Estamos a falar do pior que há em Portugal. Da corrupção, da negociata, da especulação imobiliária, do turismo que tudo destrói e que privatiza, elitiza e ocupa toda uma zona natural, que deixa de estar disponível à população que sempre a utilizou, às tradições dos pescadores e de quem usa esta terra.
Ainda vamos a tempo de travar todos estes projetos. Nenhum deles devia ser PIN: são projetos turísticos de luxo, a maioria em zonas de emergência e proteção ambiental, o que os torna ilegais, outros em zonas que deviam ser protegidas e que só não são protegidas precisamente por causa do lobby imobiliário. A classificação PIN deve ser reservada para outro tipo de projetos que criam emprego e são mais importantes para o País.
Estes projetos foram anunciados como promessas de desenvolvimento. Mesmo se tal fosse verdade, a que custo seria esse desenvolvimento? Da exploração de mão-de-obra mal paga? Do agravamento da crise da habitação? Do despejo da comunidade local? Da destruição massiva do ecossistema e dos recursos naturais? A população tem direito a escolher as prioridades do investimento público.
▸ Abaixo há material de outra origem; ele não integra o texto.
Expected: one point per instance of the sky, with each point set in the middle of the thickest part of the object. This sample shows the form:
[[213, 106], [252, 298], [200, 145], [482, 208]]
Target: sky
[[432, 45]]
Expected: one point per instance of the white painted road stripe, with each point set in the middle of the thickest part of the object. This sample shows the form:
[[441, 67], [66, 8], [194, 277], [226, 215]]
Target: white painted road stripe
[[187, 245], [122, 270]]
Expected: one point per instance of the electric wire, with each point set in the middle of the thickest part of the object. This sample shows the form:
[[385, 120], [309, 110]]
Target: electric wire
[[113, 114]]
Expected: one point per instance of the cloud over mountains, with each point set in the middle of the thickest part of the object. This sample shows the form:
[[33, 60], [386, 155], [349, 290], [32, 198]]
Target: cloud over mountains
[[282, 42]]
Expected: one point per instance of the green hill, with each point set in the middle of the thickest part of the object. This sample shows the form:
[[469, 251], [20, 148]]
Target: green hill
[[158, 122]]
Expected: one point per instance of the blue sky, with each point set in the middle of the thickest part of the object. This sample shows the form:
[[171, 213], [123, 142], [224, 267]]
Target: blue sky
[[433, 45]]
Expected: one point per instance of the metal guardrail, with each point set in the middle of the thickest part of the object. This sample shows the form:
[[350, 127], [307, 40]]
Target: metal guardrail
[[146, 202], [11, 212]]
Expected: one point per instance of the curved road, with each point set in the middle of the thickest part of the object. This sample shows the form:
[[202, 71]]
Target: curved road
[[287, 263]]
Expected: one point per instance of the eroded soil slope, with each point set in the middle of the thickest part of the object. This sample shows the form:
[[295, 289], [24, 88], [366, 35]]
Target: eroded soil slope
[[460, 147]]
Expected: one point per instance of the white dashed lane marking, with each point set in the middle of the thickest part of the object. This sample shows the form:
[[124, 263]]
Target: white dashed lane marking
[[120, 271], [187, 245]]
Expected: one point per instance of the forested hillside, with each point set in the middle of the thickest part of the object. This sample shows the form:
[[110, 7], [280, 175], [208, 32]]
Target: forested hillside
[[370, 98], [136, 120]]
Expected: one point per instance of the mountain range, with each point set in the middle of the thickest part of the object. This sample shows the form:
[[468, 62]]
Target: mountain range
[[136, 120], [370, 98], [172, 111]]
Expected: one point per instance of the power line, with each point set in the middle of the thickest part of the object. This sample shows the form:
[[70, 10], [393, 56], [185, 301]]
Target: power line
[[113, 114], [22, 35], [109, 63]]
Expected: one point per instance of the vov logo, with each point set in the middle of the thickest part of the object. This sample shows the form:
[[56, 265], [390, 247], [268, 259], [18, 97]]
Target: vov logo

A escolher o desenvolvimento de serviços públicos, como creches, centros de saúde e casas a preços acessíveis. Ou alimentar a ganância dos grande interesses privados e dos maiores casos de corrupção que Portugal já viveu.
É preciso travar a compulsão dos Governos para pôr à venda tudo que é o nosso património comum. Há que fazer uma escolha: preservar o litoral alentejano para daqui a muitos anos nós ainda o termos e podermos usufruir dele, ou então aceita privatizá-lo e destruí-lo.